Jhumpa Lahiri is an author who has captured that feeling on the pages of her books, including Interpreter of Maladies, which won the Pulitzer Prize in 2000. She has received many other honors for her writing, including the PEN/Hemingway Award, an O. Henry Prize, and the Addison Metcalf Award from the American Academy of Arts and Letters.
On Wednesday night at 8 p.m. in the Center for the Arts, Lahiri will be joining the prominent group of people that have participated in UB's Distinguished Speaker Series. Some people may know her through her book Namesake, which was turned into a movie of the same name and directed by Mira Nair and starring Kal Penn.
Lahiri was born in London to Bengali Indian immigrants and later became an immigrant to the U.S. when she was three. Much of her writing is taken from her and her parents' experiences as outsiders.
In addition to all of her literary honors, Lahiri was appointed to President Barack Obama's Committee on the Arts and Humanities last year.
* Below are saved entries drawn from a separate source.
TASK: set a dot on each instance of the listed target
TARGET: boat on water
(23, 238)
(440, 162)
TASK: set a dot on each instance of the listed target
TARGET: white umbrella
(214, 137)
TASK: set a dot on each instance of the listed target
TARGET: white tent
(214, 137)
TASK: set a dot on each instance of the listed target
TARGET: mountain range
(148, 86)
With UB ID, undergraduate students are eligible for free tickets to this event in the Student Association office at 350 Student Union, and GSA-represented grad students can get their free tickets at the SBI Ticket Office at 221 SU while supplies last.
As UB has one of the highest rates of international students at a public university, Lahiri's visit may help to bring a new perspective to all students, foreign and domestic.